Metal.jl @mtlprintf

PR status as of 2025-06-19:

Blocked by #433, which may be resolved by porting non-blocking synchronization from CUDA.jl as mentioned in #443/#532.
Figure out how to handle macOS versions without printing support (macOS 13-14)

Implement @mtlprintf and friends using os_log

TODO:

[x] Printing of floats does not work since they will be converted to doubles due to the vararg calling convention which will be caught by our IR checker
[x] Version check the @mtlprintf macro
[x] Add tests
[x] Capturing and logging are mutually exclusive

depends on: https://github.com/JuliaGPU/GPUCompiler.jl/pull/630 notify: https://github.com/JuliaGPU/Metal.jl/discussions/226

Sep 16 '24 11:09 tgymnich

@maleadt Any idea how we can implement the version check for the @mtlprintf macro? I know we could check the air version inside the kernel but I'd like to avoid that.

Also can we get rid of the double check in check_ir?

Sep 16 '24 14:09 tgymnich

Would it be worth benchmarking the performance difference between having logging active vs not?

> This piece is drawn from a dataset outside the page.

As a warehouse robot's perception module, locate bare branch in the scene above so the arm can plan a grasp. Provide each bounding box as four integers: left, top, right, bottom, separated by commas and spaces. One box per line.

Sep 16 '24 18:09 christiangnrd

Would it be worth benchmarking the performance difference between having logging active vs not?

@christiangnrd Sure. I don't expect there to be much overhead besides allocation of the log buffer and checking it for logs after running a kernel. But we might want to look into only conditionally adding MTLLogState since logging also prevents GPU frame capture.

Sep 17 '24 10:09 tgymnich

@maleadt Any idea how we can implement the version check for the @mtlprintf macro? I know we could check the air version inside the kernel but I'd like to avoid that.

Given that the macro expands way to early, I don't think there's anything we can do but checking in the kernel. Why are you opposed to that? GPUCompiler.jl has infrastructure to optimize those checks away, see e.g. how CUDA.jl exposes the device capability and PTX ISA version to the kernel.

Sep 17 '24 14:09 maleadt

We could also wrap the macro and accompanying functions in if Metal.macos_version() >= v"15".

Sep 17 '24 23:09 tgymnich

If we do that we should have definitions in both cases and give an informative error if Metal.macos_version() < v"15".

Sep 18 '24 00:09 christiangnrd

Actually, looks like I provided the run-time queries already: https://github.com/JuliaGPU/Metal.jl/blob/6c8291640bb43d2f19a4f5d59ac1ed4b4316580b/src/device/intrinsics/version.jl#L64-L65

So we can just use that in the generated code, generating an error when emitting code for an older platform. That of course depends on https://github.com/JuliaGPU/Metal.jl/pull/416 for meaningful reporting, but we'll get there.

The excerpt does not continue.